Some mothers do not cook, they do not teach their daughters how to cook and their children cannot perform very basic domestic chores. The cook, the house maid must do it. In turn, the daughters become misfits as adults and as wives who go on to burden the lives of young men. Some fathers are far away from their sons, they buy expensive items for them. The sons drive expensive cars and go to school with bales of naira and dollars or are whisked away to school abroad. These parents do not care about the career inclinations of their children, they just want them to study certain courses in the university without any attempt to know if the child is equipped for such course or not. At the end, what we have is a frustrated child who grows up a deviant youth wanting to assert his own personality which most times runs at cross-purposes with that of the parents. In this way, what we have are children who are sybaritic, uncultured, and ill-equipped for the inevitable vagaries of life. The parents of such children, no matter how highly placed should consider themselves lazy and a colossal failure.

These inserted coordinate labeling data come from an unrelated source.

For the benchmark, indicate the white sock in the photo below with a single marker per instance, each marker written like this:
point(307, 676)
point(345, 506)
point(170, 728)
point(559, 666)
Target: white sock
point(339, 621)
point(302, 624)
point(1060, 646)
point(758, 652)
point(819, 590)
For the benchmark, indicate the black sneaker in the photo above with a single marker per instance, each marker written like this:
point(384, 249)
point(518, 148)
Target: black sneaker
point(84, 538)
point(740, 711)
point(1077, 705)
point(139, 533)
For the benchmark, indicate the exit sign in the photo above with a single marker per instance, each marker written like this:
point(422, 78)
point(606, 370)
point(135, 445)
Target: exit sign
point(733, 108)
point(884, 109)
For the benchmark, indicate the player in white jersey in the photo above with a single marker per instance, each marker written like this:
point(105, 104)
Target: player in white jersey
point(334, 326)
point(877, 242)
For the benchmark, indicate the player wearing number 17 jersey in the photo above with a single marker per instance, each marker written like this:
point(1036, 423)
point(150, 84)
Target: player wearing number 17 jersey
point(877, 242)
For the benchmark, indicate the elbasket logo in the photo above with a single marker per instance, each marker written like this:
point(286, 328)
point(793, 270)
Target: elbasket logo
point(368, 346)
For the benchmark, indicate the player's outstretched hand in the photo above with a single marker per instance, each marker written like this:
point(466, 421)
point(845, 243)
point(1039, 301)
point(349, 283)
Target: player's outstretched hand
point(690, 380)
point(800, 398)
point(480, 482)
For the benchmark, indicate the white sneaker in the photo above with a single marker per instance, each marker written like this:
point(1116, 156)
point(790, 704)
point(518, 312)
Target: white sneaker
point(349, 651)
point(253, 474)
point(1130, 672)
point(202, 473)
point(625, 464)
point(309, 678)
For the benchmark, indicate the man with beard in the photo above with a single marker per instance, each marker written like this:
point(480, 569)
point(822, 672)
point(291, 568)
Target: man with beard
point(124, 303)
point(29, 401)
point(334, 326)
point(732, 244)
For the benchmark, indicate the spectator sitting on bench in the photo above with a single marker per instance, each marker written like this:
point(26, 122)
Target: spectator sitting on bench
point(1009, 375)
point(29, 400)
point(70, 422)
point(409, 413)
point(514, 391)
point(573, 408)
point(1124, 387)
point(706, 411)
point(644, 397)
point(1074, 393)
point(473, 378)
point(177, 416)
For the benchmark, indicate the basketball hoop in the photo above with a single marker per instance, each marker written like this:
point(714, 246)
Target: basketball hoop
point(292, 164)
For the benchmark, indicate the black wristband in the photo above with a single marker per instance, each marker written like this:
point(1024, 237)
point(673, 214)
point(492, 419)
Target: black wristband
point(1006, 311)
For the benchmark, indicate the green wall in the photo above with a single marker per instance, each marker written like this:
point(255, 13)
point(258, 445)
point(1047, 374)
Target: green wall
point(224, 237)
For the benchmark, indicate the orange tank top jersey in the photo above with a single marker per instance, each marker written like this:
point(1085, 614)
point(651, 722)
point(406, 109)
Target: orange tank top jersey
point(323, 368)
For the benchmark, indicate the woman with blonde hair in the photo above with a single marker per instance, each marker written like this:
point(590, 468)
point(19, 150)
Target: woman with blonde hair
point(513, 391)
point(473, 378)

I have advised some parents to go to schools, attend parents/teachers’ forum, see the subject teachers of their children and know their strengths and weaknesses. Also, it is important for a committed parent to go to the child’s university, go to the department, see the course adviser and the lecturers and find out the GPA of their children. Those who have heeded my advice have come back with the shocker of their lives.

 

Adiele writes from Department of English University of Lagos via [email protected]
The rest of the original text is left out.